The question today is how to build on NCLB’s success and fix its problems. Fortunately, states are leading the way. In Washington, we need to do everything we can to support their work.
Over the past two years, 45 states and the District of Columbia have shown tremendous courage by raising their academic standards to measure whether students are truly prepared for success in college and careers. To measure students’ progress toward those standards, 44 states and the District are working together to create assessments based on the common set of standards developed by educators, governors and state education chiefs. What’s more, states and school districts have adopted bold and comprehensive reforms to support academic achievement for all students. These reforms are improving teacher and principal evaluation and support, as well as turning around low-performing schools and expanding access to high-quality schools.
Unfortunately, the law is unintentionally creating barriers for these reforms. States that have chosen to raise standards will soon need to explain why student scores are dropping. Instead, they should be able to highlight students’ academic growth. School districts are stuck using NCLB’s definition of a highly qualified teacher based solely on paper credentials, without taking into account the teacher’s ability to improve student learning. And the law continues to encourage schools to narrow curriculum at the expense of important subjects such as history, civics, science, the arts and physical education. After 10 years of these flawed policies, our nation’s teachers and students deserve better.

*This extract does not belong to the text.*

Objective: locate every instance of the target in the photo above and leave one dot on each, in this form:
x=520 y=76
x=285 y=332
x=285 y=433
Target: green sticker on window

President Obama is offering states flexibility from NCLB in exchange for comprehensive plans to raise standards; to create fair, flexible and focused accountability systems; and to improve systems for teacher and principal evaluation and support. This flexibility will not give states a pass on accountability. It will demand real reform.
So far, 39 states, the District of Columbia and Puerto Rico have expressed interest in this flexibility. The Education Department is working with the first group of applicants.
Although Congress has begun the process of reauthorizing NCLB, we can’t wait for the extended legislative process to be completed. States and school districts need relief from NCLB right now.
Congress has yet to act even though No Child Left Behind is four years overdue for renewal. Education reform requires elected officials from both sides of the aisle to come together. We can’t let partisan politics stand in the way.
One way or another, NCLB needs significant changes. Our states and schools deserve flexibility from its teach-to-the-test culture and one-size-fits-all accountability system.
Even as we work with states to offer flexibility from existing law, the Obama administration will support a bipartisan effort by Congress to create a law that supports a well-rounded education while holding schools, districts and states accountable for results.
We all need to work together so that 10 years from now, America’s children will have the sort of federal education law they so richly deserve — one that challenges them to achieve to high standards, and provides them with the highly effective teachers and principals who can prepare them for success in college and the workforce.
Arne Duncan is the U.S. Secretary of Education.